Данилов без возражения, с охотой кинулся отыскивать все, что могло найтись у них, чтобы укрыть Иволгина.

– Завари-ка ему сбитню, что ли, – снова приказал князь Борис.

Кузьма и сбитень заваривать пошел так же охотно.

Благодаря распоряжениям князя и стараниям Данилова Иволгин сравнительно очень скоро окончательно оправился, с жадностью пил сбитень, заедая его хлебом и глотая, едва прожевывая, куски холодного жареного мяса, оставшиеся от обеда Чарыкова.

Князь отошел в сторону и сел с книгою, изредка взглядывая на оправившегося, насколько было возможно, Иволгина, сам, собственно, недоумевая, что произошло, и решительно не понимая, зачем он и Данилов оттерли и вернули к жизни эту каналью. Но, несмотря на это свое недоумение, он чувствовал, что, если бы ему пришлось сейчас начинать возню с Иволгиным, он опять начал бы ее.

А Иволгин, стараясь сделать движение, которым колотят себя в грудь, воскликнул:

– Блажен, иже и скоты милует! Я перед вами скотом был, скотом как есть писаным, и погибель готовил, а вы меня помиловали, отогрели и показали, что жив Бог в человеке… Именно Он внушил мне прийти сюда к вам, чтобы я, скот недостойный, мог узреть милость Его. Так и вышло. Не отвергли вы меня, не отвергли, а откормили и насытили.
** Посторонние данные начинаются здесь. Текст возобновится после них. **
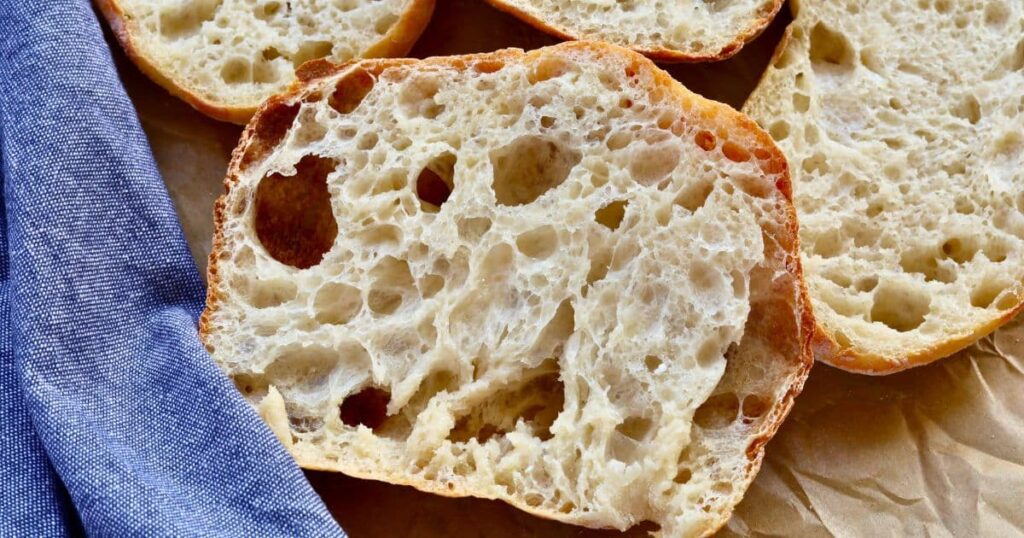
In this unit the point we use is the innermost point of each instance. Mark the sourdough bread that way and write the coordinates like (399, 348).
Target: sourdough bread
(904, 125)
(225, 56)
(553, 278)
(676, 31)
Голос Иволгина дрожал, на глазах появлялись слезы, и он, вследствие торжественной минуты видимо, старался говорить, подделываясь под язык священных рассказов.

Князь Борис слушал его невнимательно, не то чтобы не веря его льстивым словам и восторженному состоянию, но как-то чувствуя себя неловко при излиянии благодарности этого недавнего предателя. Данилов же, как только Иволгин пришел в себя, насупился и, сердито ворча под нос, хлопотал, убирая вещи, не взглядывая в сторону спасенного, как будто его тут и не было.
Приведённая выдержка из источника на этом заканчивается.